I also know the area -- the hometown -- he writes about, in disguised fashion, in his freshman effort, “Sophomore Undercover.” I didn’t know, exactly, which town, until he copped to it; I suspected some place a little more due west, though I had the general “central California” part mostly figured out.
Which means, before I ever read the book, I already had opinions formed about Ben (funny guy, quick with an observation, and good company in a green room), and the neck of the woods (hills?) where the book is set.
Which also means, this is scarcely an unbiased review -- but then, really, are they ever?
“Sophomore Undercover” tells the tale of Dixie Nguyen, the 15 year-old adopted Vietnamese son of a local cop and his family, who, in the Roman-a-clef town of “Stilton,” California, comes across what he thinks is a meth/crank -pushing scheme among the hated school jocks, who are responsible for the routinely recurring humiliation Dixie endures.
Dixie, brandishing tips from a handbook written by Fresno State’s most renowned journalism prof, goes on the investigative trail in search of vindication, only to realize that everyone thinks he’s the one with the drug problem.
And somehow, he just can’t stammer his way out of the situation.
Along the way he encounters more sadistic jocks, overly touchy-feely teachers, sexy yet off-putting (yet sexy cause they’re off-putting) goth girls, and more. There’s even a pretty hilarious scene at a motorcycle bar.

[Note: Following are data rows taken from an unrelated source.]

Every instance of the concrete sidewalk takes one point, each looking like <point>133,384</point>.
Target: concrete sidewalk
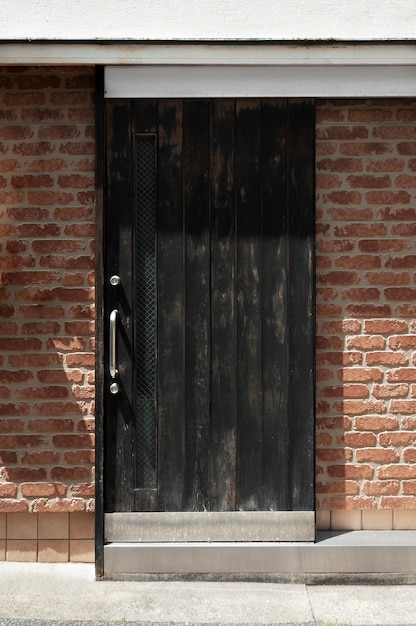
<point>67,594</point>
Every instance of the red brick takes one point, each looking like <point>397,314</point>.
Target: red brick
<point>390,391</point>
<point>339,486</point>
<point>366,342</point>
<point>7,457</point>
<point>400,293</point>
<point>360,407</point>
<point>346,391</point>
<point>83,490</point>
<point>397,438</point>
<point>361,294</point>
<point>363,149</point>
<point>369,181</point>
<point>50,392</point>
<point>369,310</point>
<point>382,245</point>
<point>397,214</point>
<point>402,375</point>
<point>398,470</point>
<point>25,474</point>
<point>43,489</point>
<point>385,326</point>
<point>343,197</point>
<point>8,490</point>
<point>77,148</point>
<point>392,359</point>
<point>340,165</point>
<point>360,374</point>
<point>395,132</point>
<point>351,213</point>
<point>76,457</point>
<point>46,457</point>
<point>377,455</point>
<point>409,455</point>
<point>73,441</point>
<point>381,487</point>
<point>385,165</point>
<point>359,261</point>
<point>12,506</point>
<point>349,503</point>
<point>70,473</point>
<point>375,423</point>
<point>402,341</point>
<point>409,487</point>
<point>357,440</point>
<point>21,441</point>
<point>58,505</point>
<point>350,470</point>
<point>388,278</point>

In fact, there are hilarious scenes throughout. The book gets by on its constant stream of acidic observations about smalltown high school life, and as the author of “high ‘tween/early YA” books myself, I also enjoyed the fairly constant barrage of swearing -- perhaps it got me wondering if I’ve been too mild, all along?
The book has many of the same pleasures as “Porky’s,” and as long as we’re referencing teen films, there’s a finale that even calls up “Carrie” in some ways (but, you know, funnier) - -though since I have a few years on Ben, that’s more a reference from my adolescence than his.

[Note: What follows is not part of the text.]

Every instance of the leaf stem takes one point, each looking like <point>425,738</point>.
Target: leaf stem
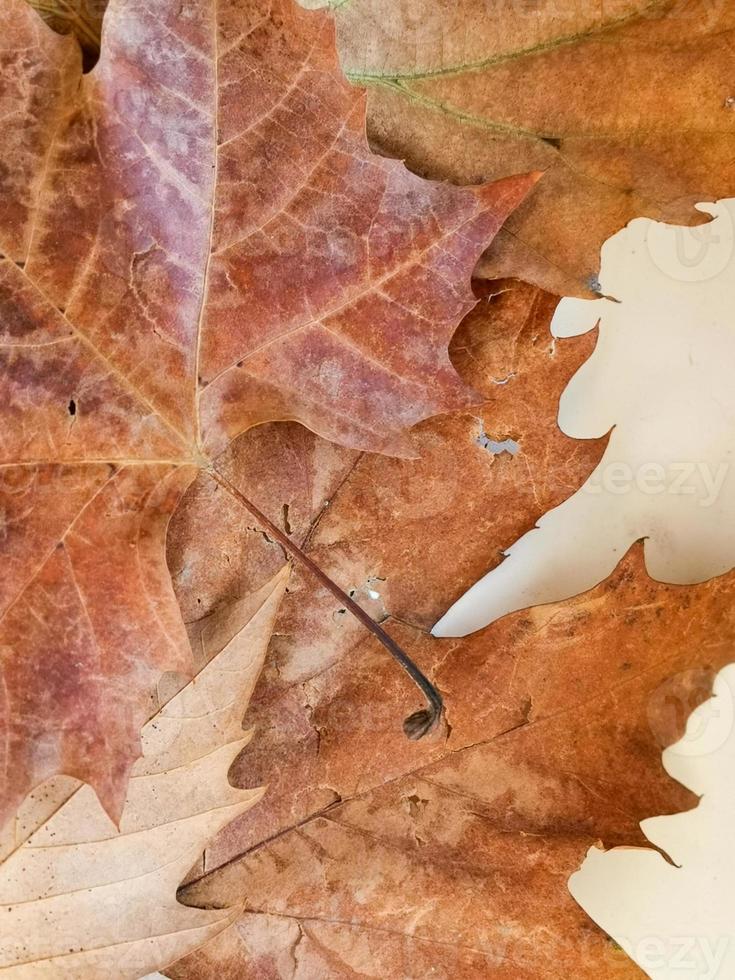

In my work, I’ve been accused of overly-dense plotting. Indeed, one of the early rejections for the “Danger Boy” series was that the story machinations were “overwhelming.” Ben may be the opposite, in that there’s really only the merest suggestion of a plot to string along the observations and witticisms, though book is definitely full-up with incidents.
When he gets to his next yarn- no confirmation yet on whether than will in fact be another Dixie misadventure -- I’d love to see more of the workaday world of “Stilton” (or wherever) to balance out the incredibly strong “inner monologue” of the protagonist.
A paperback release, meanwhile, is promised for next spring. But that’s a whole school year away. One hopes Dixie can hang on that long.